The National Transportation Safety Board is leading the investigation, with a team en route to the crash site on a wooded ridge behind an outlet mall.

“The team is getting set up,” NTSB spokesman Chris O’Neil said Tuesday morning. “We’re getting everybody in the daylight today and that will give the investigator in charge time to gather some facts.”

The NTSB is expected to hold a media briefing Tuesday afternoon, O’Neil added.

The Tennessee Highway Patrol’s Critical Incident Response Team also was at the site.

THP investigators were examining the crash site Tuesday morning before federal investigators arrived. The debris from the helicopter, marked by yellow crime scene tape and dozens of pink flags, stretches from the top of a roughly 80-foot ridge down to the bank of the west prong of the Little Pigeon River.

Smoke continued to rise near the wreckage from the smoldering remnants of a small forest fire sparked by the crash.

The crash, reported about 3:30 p.m. Monday, sparked a fire that burned into the night.

“There’s a little bit of the tail fin of the helicopter and that’s about all that’s left,” said Pigeon Forge Police Chief Jack Baldwin. “That and the console.”

Residents who live near the crash site described a puttering noise coming from the aircraft’s rotor as it went down.

Witnesses heard screams from the wreckage, and saw one man roll out of the helicopter before he died.

The bodies have been taken to the Regional Forensic Center in Knoxville to be identified at the request of the Federal Aviation Administration, Baldwin said.

The police chief said autopsies likely will be needed to identify the victims.

“That’ll be the medical examiner, because it was a pretty hot fire,” Baldwin said. “So that may take a while.”

The helicopter belonged to a touring company out of Sevierville, he added. Baldwin did not know which company owned it, who was on board or where it was headed.

The crash site, off Rainbow Road, is separated from a residential street by the West Prong of the Little Pigeon River. Spectators were still gathered in yards and back porches along the water’s edge to watch the fire burn five hours after the crash.

By then, the fire had moved to the north along the ridge, away from the wreckage. A spotlight lit up the remains of the helicopter, which had been marked with pink flags by investigators.

Wilma Law was on her back porch when she first heard a puttering from the rotor that “didn’t sound right,” and then watched the tail of the helicopter disappear behind the tree line.

Law and her daughter, Kristy, who called E-911, followed the billowing black smoke to the crash site. They heard screams for help, Kristy Law said.

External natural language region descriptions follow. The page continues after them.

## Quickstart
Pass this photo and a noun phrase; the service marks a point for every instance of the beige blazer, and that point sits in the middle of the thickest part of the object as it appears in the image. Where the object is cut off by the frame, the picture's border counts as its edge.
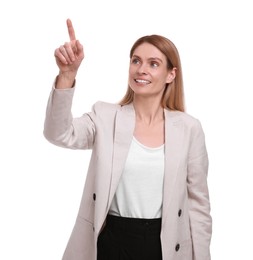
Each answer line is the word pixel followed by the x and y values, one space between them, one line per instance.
pixel 108 131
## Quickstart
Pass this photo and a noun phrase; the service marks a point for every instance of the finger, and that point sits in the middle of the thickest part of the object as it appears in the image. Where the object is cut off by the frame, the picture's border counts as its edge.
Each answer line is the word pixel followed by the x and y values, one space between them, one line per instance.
pixel 58 55
pixel 71 30
pixel 79 49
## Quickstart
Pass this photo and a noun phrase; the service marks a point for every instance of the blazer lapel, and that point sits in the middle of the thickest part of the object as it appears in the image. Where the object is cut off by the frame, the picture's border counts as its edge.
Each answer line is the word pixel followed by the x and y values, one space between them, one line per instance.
pixel 124 129
pixel 173 144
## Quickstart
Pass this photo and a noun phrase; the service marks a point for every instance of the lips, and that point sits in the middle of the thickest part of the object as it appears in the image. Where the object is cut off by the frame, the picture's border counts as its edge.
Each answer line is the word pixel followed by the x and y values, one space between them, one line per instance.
pixel 142 81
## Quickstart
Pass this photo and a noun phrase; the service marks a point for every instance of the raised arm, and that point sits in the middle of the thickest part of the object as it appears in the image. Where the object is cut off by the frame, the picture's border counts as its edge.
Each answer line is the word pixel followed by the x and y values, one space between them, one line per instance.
pixel 68 58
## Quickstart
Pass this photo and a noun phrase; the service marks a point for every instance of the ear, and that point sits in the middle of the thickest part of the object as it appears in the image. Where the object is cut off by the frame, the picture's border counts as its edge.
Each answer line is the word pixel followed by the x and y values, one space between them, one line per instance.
pixel 171 75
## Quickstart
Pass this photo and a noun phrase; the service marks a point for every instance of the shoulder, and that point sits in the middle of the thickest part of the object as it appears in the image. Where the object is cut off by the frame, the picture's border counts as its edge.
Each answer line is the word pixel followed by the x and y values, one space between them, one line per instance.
pixel 105 107
pixel 186 119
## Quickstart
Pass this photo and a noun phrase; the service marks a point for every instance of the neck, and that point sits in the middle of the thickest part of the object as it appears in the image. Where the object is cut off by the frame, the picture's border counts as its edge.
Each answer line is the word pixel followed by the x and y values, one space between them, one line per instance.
pixel 148 111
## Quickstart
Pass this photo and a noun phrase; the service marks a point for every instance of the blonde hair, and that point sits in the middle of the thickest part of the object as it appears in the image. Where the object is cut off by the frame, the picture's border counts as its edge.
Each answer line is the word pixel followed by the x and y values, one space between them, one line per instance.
pixel 173 96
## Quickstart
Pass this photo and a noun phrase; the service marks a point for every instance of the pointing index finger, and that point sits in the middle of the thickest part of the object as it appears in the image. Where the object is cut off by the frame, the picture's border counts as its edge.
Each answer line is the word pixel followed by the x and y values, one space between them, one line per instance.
pixel 71 30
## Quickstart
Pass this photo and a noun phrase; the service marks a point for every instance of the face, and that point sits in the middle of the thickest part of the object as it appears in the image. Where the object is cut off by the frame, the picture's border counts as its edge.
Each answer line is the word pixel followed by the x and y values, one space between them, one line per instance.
pixel 148 72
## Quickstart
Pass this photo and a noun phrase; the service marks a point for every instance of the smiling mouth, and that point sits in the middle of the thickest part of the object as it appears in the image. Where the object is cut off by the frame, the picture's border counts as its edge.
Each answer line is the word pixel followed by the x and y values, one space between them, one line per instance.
pixel 142 81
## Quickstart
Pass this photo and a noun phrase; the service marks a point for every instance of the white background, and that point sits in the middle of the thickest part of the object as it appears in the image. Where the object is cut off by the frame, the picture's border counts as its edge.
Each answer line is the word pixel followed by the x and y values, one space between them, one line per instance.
pixel 41 184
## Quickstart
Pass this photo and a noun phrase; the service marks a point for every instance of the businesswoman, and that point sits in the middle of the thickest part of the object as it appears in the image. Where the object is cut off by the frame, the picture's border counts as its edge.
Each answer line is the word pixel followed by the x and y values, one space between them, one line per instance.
pixel 146 194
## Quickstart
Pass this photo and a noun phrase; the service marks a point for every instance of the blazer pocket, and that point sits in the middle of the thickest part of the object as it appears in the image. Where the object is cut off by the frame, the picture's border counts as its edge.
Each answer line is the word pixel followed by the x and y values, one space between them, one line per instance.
pixel 184 250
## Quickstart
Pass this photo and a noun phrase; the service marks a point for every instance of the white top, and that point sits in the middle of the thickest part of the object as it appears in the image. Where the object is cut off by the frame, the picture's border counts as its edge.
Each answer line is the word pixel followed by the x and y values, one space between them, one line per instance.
pixel 139 193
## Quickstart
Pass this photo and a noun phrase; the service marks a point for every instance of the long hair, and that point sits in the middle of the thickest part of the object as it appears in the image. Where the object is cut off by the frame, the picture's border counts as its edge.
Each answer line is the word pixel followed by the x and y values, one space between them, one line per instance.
pixel 173 96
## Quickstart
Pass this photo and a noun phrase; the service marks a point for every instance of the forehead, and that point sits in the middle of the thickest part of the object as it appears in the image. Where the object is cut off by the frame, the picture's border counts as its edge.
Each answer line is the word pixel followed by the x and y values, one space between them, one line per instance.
pixel 147 50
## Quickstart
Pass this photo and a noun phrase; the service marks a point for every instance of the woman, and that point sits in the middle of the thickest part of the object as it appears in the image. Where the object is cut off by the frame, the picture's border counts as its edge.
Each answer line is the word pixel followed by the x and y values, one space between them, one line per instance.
pixel 146 194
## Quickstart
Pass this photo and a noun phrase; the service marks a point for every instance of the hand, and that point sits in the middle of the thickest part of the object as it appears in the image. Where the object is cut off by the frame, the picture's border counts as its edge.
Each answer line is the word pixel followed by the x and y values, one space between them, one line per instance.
pixel 70 55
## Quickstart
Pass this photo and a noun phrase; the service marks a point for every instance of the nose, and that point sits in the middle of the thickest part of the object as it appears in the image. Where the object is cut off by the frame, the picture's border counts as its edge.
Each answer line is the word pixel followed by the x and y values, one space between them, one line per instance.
pixel 142 69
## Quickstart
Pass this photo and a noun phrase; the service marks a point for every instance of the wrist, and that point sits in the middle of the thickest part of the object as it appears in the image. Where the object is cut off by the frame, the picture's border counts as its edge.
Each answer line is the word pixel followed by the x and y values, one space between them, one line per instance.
pixel 65 80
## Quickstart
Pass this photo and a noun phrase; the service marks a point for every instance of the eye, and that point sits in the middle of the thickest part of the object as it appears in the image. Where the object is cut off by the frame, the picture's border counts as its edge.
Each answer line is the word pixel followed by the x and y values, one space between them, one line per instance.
pixel 154 64
pixel 135 61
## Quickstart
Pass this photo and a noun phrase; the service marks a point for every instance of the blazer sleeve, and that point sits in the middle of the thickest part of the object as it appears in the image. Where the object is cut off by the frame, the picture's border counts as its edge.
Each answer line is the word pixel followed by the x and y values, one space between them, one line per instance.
pixel 198 195
pixel 61 129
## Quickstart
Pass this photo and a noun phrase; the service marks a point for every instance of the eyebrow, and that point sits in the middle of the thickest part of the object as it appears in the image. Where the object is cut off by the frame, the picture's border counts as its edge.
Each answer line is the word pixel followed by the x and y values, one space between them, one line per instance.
pixel 151 58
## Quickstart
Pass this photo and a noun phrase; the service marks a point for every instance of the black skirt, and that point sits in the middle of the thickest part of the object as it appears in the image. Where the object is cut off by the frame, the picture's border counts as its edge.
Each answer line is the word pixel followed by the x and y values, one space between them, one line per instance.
pixel 130 239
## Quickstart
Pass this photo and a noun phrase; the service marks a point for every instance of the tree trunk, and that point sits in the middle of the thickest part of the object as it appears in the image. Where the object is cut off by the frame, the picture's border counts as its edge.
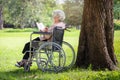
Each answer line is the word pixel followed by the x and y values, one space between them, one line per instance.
pixel 96 36
pixel 1 20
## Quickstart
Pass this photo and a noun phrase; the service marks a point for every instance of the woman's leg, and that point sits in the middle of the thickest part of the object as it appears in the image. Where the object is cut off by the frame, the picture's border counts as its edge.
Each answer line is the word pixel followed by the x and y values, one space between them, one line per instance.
pixel 27 47
pixel 26 54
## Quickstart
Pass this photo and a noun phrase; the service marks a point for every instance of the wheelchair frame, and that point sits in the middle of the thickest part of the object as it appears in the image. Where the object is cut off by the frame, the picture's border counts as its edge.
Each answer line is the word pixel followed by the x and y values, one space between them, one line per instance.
pixel 50 56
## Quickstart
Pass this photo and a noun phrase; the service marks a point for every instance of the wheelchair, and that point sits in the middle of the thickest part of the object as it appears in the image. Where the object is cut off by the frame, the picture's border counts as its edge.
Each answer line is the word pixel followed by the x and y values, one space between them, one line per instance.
pixel 55 55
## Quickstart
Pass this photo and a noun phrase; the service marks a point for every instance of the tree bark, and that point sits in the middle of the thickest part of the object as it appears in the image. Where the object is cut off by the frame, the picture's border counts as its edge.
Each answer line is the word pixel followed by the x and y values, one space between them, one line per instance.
pixel 1 20
pixel 97 36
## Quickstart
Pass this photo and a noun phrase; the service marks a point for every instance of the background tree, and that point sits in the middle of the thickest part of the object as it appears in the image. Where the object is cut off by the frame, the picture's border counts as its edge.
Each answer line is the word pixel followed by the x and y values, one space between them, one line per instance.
pixel 74 10
pixel 97 35
pixel 117 9
pixel 24 13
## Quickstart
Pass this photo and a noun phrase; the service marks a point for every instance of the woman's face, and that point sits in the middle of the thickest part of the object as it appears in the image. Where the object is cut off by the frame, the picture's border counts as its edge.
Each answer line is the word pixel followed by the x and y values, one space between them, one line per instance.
pixel 56 19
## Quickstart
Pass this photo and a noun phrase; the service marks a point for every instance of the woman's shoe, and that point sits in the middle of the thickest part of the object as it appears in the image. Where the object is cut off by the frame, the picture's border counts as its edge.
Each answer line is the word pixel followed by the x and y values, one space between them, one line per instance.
pixel 21 63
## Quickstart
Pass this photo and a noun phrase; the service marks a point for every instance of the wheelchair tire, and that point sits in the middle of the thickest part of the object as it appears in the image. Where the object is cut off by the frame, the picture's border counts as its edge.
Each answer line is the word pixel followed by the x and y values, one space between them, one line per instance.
pixel 54 55
pixel 26 67
pixel 70 54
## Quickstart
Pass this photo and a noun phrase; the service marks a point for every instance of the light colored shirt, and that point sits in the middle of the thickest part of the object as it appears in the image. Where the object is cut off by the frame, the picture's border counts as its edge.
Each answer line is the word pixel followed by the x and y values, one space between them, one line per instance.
pixel 50 29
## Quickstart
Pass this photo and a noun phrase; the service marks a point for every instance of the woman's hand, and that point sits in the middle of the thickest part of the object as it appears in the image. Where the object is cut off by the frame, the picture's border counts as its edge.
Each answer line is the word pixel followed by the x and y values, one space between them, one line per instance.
pixel 45 29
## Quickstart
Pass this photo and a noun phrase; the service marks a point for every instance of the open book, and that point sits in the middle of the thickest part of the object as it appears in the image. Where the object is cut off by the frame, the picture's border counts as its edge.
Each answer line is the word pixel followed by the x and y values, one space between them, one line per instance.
pixel 40 26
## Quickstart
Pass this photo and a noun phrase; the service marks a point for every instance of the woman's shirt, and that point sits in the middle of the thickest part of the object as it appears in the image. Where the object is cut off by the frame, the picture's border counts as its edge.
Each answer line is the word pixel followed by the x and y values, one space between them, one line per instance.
pixel 48 37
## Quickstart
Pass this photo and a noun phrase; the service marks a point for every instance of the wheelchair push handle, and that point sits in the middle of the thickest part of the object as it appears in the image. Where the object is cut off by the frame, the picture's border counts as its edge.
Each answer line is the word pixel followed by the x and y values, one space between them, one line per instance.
pixel 38 32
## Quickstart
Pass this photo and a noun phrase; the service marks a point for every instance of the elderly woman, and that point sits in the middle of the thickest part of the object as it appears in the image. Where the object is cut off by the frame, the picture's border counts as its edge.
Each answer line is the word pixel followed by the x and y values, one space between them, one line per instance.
pixel 58 18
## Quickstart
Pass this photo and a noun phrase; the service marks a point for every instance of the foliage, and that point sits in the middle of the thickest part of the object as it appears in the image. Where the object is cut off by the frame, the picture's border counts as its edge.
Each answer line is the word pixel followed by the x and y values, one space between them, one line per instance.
pixel 117 24
pixel 117 9
pixel 73 10
pixel 24 13
pixel 11 44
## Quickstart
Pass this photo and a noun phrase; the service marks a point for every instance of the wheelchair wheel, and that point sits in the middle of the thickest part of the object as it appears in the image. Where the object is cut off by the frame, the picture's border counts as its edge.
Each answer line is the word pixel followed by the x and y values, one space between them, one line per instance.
pixel 26 67
pixel 70 54
pixel 54 57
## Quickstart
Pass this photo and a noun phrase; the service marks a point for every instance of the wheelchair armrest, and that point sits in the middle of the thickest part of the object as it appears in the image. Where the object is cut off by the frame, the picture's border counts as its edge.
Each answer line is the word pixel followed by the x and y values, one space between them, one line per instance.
pixel 47 33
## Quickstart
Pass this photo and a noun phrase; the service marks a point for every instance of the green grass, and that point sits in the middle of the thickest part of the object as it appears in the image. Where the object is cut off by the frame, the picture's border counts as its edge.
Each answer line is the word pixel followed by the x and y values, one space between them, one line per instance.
pixel 12 43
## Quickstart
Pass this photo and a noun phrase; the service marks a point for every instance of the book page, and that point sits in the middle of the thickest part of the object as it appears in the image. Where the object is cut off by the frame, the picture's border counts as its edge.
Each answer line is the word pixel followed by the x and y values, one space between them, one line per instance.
pixel 40 26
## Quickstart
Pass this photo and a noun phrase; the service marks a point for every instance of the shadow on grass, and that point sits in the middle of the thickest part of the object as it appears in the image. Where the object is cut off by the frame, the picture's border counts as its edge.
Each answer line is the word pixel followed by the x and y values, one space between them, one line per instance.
pixel 19 74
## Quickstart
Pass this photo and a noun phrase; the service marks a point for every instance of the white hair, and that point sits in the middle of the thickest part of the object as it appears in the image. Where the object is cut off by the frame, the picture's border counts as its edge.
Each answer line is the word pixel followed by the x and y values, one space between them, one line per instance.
pixel 60 14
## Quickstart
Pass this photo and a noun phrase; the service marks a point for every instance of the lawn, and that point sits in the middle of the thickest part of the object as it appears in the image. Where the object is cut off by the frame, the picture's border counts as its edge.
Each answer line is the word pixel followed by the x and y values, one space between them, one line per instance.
pixel 12 42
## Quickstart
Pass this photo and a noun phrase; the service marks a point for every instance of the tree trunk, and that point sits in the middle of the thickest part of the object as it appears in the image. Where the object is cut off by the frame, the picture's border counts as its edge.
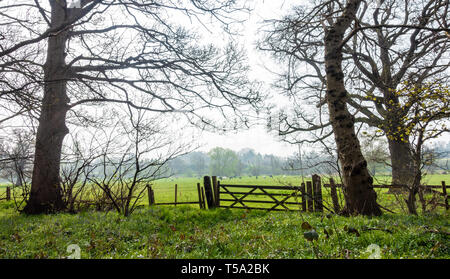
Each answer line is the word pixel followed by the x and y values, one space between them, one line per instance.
pixel 360 196
pixel 402 162
pixel 46 194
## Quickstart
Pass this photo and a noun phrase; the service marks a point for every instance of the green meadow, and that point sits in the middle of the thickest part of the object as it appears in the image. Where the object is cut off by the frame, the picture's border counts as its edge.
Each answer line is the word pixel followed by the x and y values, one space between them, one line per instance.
pixel 171 232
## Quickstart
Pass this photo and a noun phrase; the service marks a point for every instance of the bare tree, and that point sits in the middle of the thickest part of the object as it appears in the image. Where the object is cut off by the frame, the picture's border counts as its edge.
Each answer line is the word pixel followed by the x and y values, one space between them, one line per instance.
pixel 16 154
pixel 390 42
pixel 118 52
pixel 124 171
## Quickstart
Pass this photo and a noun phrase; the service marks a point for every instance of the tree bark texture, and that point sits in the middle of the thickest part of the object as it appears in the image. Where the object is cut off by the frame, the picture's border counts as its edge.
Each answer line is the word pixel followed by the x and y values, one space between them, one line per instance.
pixel 46 194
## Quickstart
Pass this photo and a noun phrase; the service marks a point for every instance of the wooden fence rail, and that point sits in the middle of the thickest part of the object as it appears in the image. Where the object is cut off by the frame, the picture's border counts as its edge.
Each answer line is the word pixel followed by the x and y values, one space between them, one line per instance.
pixel 239 196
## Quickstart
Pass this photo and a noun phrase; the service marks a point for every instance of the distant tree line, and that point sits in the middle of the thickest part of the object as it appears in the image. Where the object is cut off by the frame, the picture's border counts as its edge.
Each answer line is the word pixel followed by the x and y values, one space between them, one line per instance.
pixel 226 162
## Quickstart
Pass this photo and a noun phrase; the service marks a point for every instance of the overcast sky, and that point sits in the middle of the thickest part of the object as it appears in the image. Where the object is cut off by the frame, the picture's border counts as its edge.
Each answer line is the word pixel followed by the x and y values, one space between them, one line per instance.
pixel 256 137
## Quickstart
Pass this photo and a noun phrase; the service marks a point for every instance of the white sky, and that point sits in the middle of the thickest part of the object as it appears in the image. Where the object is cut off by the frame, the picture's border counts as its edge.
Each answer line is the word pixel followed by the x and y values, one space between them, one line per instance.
pixel 256 137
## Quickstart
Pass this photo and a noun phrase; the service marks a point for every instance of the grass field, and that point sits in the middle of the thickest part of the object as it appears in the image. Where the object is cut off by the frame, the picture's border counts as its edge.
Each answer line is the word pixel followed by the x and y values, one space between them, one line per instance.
pixel 188 232
pixel 187 190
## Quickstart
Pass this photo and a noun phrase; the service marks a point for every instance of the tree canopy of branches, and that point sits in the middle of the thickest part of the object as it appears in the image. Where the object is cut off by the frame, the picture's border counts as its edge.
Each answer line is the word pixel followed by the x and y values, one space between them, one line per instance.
pixel 57 57
pixel 390 42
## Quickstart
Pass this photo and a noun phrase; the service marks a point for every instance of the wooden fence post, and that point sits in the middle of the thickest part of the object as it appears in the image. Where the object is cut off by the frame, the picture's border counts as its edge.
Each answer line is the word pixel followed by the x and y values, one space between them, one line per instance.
pixel 444 191
pixel 317 193
pixel 176 194
pixel 215 189
pixel 203 197
pixel 8 193
pixel 334 196
pixel 309 196
pixel 151 195
pixel 302 190
pixel 200 200
pixel 208 191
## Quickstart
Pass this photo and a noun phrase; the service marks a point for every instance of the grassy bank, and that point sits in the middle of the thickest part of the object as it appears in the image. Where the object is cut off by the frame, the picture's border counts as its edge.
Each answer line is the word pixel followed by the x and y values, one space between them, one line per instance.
pixel 186 232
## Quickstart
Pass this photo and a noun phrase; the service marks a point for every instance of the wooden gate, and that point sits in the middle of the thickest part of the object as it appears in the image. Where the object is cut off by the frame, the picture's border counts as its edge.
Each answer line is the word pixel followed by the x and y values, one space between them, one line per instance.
pixel 273 198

Shawn Matern was in his house when he heard a loud boom. He said he saw the helicopter on fire and a man “more or less rolling out” of the aircraft.

“He was on fire … and rolling around,” Matern said. “My neighbor actually went across the river to actually check on him.

“A few minutes later he was gone.”

The neighbor, who said he was an EMT, declined to speak to reporters because the event was too traumatic.

Matern said he heard another person screaming for help, but he or she was trapped inside the helicopter.

“There was nothing you could do for them, you know, because they were too mangled up in there,” he said. “They were burning alive.